「ドン・ジョヴァンニ」のティンパニ奏者

 12月13日に新国立劇場モーツァルト作曲の「ドン・ジョヴァンニ」を観た。当日の模様は東条碩夫さんのブログを参照していただくとして、ここでは個人的に驚いたことを書く。
(東条さんの日記:http://concertdiary.blog118.fc2.com/blog-entry-360.html
 当日の指揮者はコンスタンチン・トリンクスというドイツ人だったが、彼は弦楽器のヴィブラートを抑制する「ピリオド奏法」をオーケストラ(東京フィルハーモニー交響楽団)に実行させていた。加えてティンパニ奏者には固いバチを使っての音を出させていた点が印象的だった。
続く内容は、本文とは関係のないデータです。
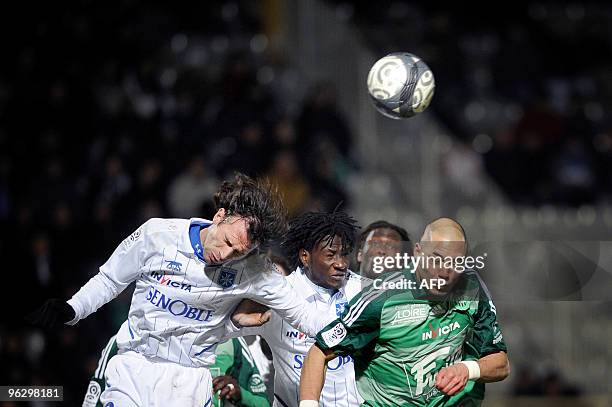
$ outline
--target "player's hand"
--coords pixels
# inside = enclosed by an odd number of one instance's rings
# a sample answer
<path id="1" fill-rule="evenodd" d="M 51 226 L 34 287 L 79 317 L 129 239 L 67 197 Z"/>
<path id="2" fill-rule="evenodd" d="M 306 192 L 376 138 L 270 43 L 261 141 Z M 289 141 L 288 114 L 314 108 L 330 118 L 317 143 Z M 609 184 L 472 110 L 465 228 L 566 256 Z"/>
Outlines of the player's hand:
<path id="1" fill-rule="evenodd" d="M 261 326 L 270 320 L 272 311 L 253 300 L 242 300 L 232 314 L 232 322 L 238 328 Z"/>
<path id="2" fill-rule="evenodd" d="M 66 301 L 51 298 L 39 309 L 26 315 L 26 320 L 43 328 L 54 328 L 58 324 L 72 321 L 75 316 L 76 313 Z"/>
<path id="3" fill-rule="evenodd" d="M 436 388 L 447 396 L 454 396 L 465 387 L 469 379 L 467 366 L 457 363 L 441 369 L 436 375 Z"/>
<path id="4" fill-rule="evenodd" d="M 219 400 L 226 398 L 237 401 L 242 398 L 238 380 L 229 375 L 217 376 L 213 379 L 213 393 L 218 391 L 221 391 L 219 393 Z"/>

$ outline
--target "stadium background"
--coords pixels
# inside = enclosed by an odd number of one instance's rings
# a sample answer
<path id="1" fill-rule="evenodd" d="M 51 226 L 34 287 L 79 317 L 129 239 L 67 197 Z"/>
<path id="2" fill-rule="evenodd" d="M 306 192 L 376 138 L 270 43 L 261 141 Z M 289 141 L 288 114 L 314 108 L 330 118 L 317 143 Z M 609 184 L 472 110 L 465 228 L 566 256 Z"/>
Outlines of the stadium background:
<path id="1" fill-rule="evenodd" d="M 612 405 L 612 7 L 12 7 L 0 15 L 0 384 L 61 384 L 79 404 L 129 293 L 51 334 L 25 312 L 70 296 L 145 219 L 210 213 L 218 180 L 240 170 L 277 181 L 292 214 L 343 201 L 362 225 L 415 238 L 446 215 L 473 241 L 519 242 L 484 272 L 513 367 L 486 405 Z M 380 116 L 365 90 L 371 64 L 398 50 L 437 80 L 408 121 Z M 504 295 L 515 273 L 524 288 L 554 276 L 539 254 L 560 241 L 590 242 L 601 290 Z"/>

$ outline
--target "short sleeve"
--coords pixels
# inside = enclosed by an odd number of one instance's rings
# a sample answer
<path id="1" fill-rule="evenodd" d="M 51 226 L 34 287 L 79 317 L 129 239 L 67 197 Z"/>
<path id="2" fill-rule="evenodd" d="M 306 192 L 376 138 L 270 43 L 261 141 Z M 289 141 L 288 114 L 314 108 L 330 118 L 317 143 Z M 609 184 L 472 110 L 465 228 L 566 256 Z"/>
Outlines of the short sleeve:
<path id="1" fill-rule="evenodd" d="M 507 352 L 504 337 L 497 322 L 497 310 L 493 301 L 483 295 L 478 302 L 478 310 L 474 315 L 474 329 L 469 341 L 474 356 L 484 357 L 491 353 Z"/>

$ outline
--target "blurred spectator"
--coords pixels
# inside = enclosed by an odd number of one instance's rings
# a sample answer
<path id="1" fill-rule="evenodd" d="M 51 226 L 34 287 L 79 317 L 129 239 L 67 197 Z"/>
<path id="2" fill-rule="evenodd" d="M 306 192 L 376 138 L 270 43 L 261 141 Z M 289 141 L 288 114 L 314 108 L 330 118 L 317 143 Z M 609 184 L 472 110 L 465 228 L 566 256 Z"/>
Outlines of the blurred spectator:
<path id="1" fill-rule="evenodd" d="M 268 178 L 278 185 L 289 217 L 299 215 L 310 201 L 310 187 L 301 174 L 297 162 L 293 151 L 279 151 L 268 174 Z"/>
<path id="2" fill-rule="evenodd" d="M 217 179 L 208 173 L 204 159 L 200 156 L 193 158 L 168 189 L 171 216 L 191 218 L 212 213 L 212 198 L 217 184 Z M 204 208 L 205 204 L 208 208 Z"/>

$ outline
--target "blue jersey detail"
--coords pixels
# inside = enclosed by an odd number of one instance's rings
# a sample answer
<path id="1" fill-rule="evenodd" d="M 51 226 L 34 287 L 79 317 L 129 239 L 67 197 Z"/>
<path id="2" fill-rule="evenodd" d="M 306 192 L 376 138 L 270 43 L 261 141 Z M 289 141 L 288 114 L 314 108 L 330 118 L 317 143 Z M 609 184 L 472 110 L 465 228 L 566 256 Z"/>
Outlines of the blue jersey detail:
<path id="1" fill-rule="evenodd" d="M 204 261 L 204 245 L 202 244 L 202 239 L 200 239 L 200 231 L 204 228 L 207 228 L 211 225 L 211 223 L 207 222 L 191 222 L 189 225 L 189 240 L 191 241 L 191 247 L 193 247 L 193 252 L 198 259 Z"/>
 この作品では、ティンパニの出す音は2つしかないので、太鼓は2つでよい。私の座った2階席からはオーケストラ・ピットが見えるが、ふとティンパニ奏者を見て面白いことに気づいた。彼は、左手側に高い音の出る太鼓を置き、右手側に低い音の出る太鼓を置く「ドイツ式(ヨーロッパ式)」配置を採用する奏者だったのだ。
 日本のオーケストラでは、右側に高い音、左側に低い音の出る太鼓を置く「アメリカ式」配置を採用するティンパニ奏者が多い、との印象を私は持ってきた。ドイツ式を用いる人は新日本フィルN響に在籍しているが、多数派とは思っていなかった。だから、まさか東京フィルで見るとは思わなかったのである。
 プログラムには「塩田拓郎」と奏者の名前が記されていたが、調べてみて納得した。塩田さんはNHK交響楽団ティンパニ奏者を務めた百瀬和紀氏の弟子だった。百瀬氏はウィーンやベルリンに留学した経験があり、ドイツ式で演奏してきたはずである。